Peu avant l’accueil du Président français Emmanuel Macron à l’aéroport international de Ouagadougou, un véhicule de l’armée français échappait à une embuscade dans un quartier de la capitale burkinabè. Deux individus à bord d’une moto ont dégoupillé une grenade au passage de leur véhicule. Trois riverains ont été blessés dans cet incident.

Cet incident s’est produit dans un contexte où des voix s’élèvent de plus en plus pour demander le départ des troupes françaises sur le sol burkinabè, au nom de l’indépendance du Burkina Faso. L’annonce de la venue du Président français au Burkina Faso a donné plus de tonus à ces appels au départ des troupes françaises. Il leur fallait bien saisir l’opportunité de cette visite pour faire comprendre au Président français que ses forces ne sont pas les bienvenues. L’objet premier de leur présence en territoire burkinabè serait de sauvegarder les intérêts de la France et baliser le terrain pour garder sauf l’impérialisme français. C’est la conviction des organisations comme l’Organisation démocratique de la jeunesse (ODJ) et l’Union générale des étudiants burkinabè (UGEB).

Du côté des autorités burkinabè, la présence des forces française s’inscrit dans le cadre d’une coopération militaire entre la France et le Burkina Faso. Les militaires français seraient juste des instructeurs présents pour accompagner la formation adéquate des forces burkinabè.
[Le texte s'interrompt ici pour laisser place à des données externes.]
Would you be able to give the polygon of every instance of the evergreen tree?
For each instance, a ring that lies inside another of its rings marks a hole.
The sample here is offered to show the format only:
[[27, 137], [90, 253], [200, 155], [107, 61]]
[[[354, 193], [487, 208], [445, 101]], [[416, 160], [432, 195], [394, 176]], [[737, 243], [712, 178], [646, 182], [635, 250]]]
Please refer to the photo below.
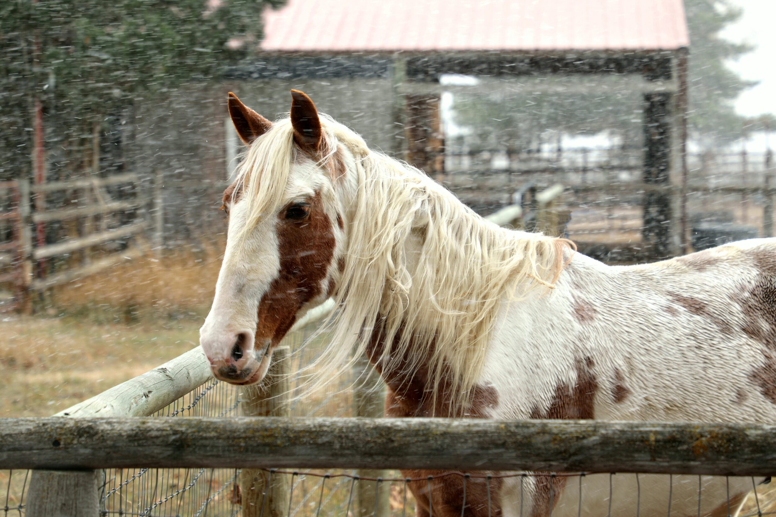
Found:
[[[752, 47], [722, 38], [722, 31], [740, 18], [732, 0], [685, 0], [690, 33], [688, 126], [690, 137], [712, 147], [765, 128], [773, 115], [751, 120], [736, 113], [733, 102], [755, 82], [744, 81], [728, 61]], [[557, 75], [549, 81], [568, 81]], [[456, 96], [456, 122], [470, 128], [482, 145], [530, 147], [539, 133], [555, 129], [571, 134], [608, 130], [625, 144], [639, 146], [642, 98], [630, 92], [510, 94]], [[771, 125], [776, 129], [776, 125]]]
[[726, 61], [739, 58], [753, 47], [725, 40], [720, 33], [740, 19], [742, 10], [731, 0], [685, 0], [684, 8], [690, 31], [691, 136], [709, 146], [737, 140], [747, 125], [736, 113], [733, 102], [757, 83], [742, 79]]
Il n’y aurait donc pas de forces combattantes sur le territoire burkinabè.

Les explications officielles livrées sonnent faux pour les « anti-impérialistes » qui convoquent entre autres l’extradition du Président Blaise Compaoré par l’armée française vers la Côte d’ivoire en octobre 2014. Ainsi, les forces françaises se donneraient l’autorisation d’intervenir dans les affaires politiques du Burkina Faso suivant ses intérêts du moment.

Macron à l’université, pas de Forces spéciales au campus ?
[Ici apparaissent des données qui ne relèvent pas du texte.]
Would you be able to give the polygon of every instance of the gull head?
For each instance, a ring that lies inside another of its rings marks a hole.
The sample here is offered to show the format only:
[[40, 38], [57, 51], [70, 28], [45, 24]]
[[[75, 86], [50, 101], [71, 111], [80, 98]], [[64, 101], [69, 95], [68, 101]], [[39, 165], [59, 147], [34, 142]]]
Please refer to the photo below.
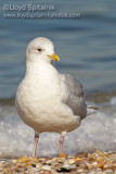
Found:
[[54, 53], [54, 46], [51, 40], [44, 37], [37, 37], [31, 40], [26, 49], [26, 61], [60, 61], [59, 55]]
Il serait évidemment naïf de croire qu’Emmanuel Macron a été sur le campus de Zogona sans des forces spéciales françaises à ses côtés. Cependant, toutes les dispositions devraient être prises pour ne pas donner l’impression que des soldats français étaient sur le terrain. Ce terrain est très hostile et les autorités françaises ne l’ignorent pas. Simon Compaoré avait fait comprendre quelques heures avant l’arrivée de Macron que les forces burkinabè étaient à même d’assurer la sécurité de l’hôte français. Le discours ne pouvait en être autrement pour ne pas jeter de l’huile sur le feu.
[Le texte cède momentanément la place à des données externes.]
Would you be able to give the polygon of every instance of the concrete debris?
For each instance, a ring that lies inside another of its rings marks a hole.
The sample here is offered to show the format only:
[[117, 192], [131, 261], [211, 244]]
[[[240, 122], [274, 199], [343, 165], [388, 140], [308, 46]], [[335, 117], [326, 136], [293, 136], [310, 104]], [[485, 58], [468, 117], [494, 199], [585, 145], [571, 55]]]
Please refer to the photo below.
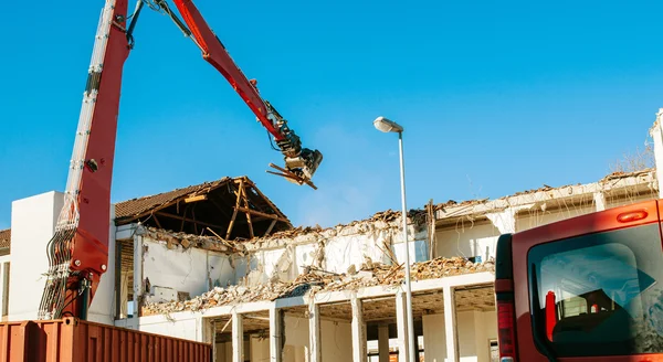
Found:
[[646, 319], [635, 324], [634, 332], [633, 351], [635, 353], [657, 353], [663, 351], [663, 336]]
[[[410, 272], [413, 280], [423, 280], [481, 272], [494, 273], [495, 264], [493, 259], [484, 263], [472, 263], [462, 257], [440, 257], [415, 263]], [[404, 269], [402, 265], [391, 266], [375, 262], [370, 262], [370, 265], [365, 263], [354, 275], [340, 275], [317, 268], [308, 268], [307, 273], [299, 275], [292, 283], [272, 280], [254, 286], [215, 287], [202, 296], [186, 301], [146, 304], [141, 309], [141, 316], [167, 315], [185, 310], [198, 311], [227, 305], [301, 297], [309, 290], [319, 292], [356, 290], [372, 286], [396, 286], [401, 284], [403, 279]]]

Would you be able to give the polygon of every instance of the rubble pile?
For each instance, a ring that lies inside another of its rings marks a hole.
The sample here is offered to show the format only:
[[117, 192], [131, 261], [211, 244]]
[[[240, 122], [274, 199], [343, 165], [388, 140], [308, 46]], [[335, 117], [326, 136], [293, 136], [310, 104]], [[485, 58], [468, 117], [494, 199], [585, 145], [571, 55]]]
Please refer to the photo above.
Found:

De l’incident du 27 novembre

L’embuscade tendue aux militaires français est à condamner. Des dispositions doivent être prises pour appréhender et condamner les auteurs de cet acte. Si les auteurs de cette embuscade agissaient sous une quelconque influence des organisations burkinabè qui appellent au départ des forces françaises, ce serait alors une calamité dans la mesure où ces organisations ne mettent point de violence dans leurs appels. Par contre, si cette embuscade est le fait d’individus qui agissent sous une influence occulte et non manifestée alors, il y a de quoi craindre pour la quiétude des soldats français au Burkina Faso et des rapports entre les deux armées.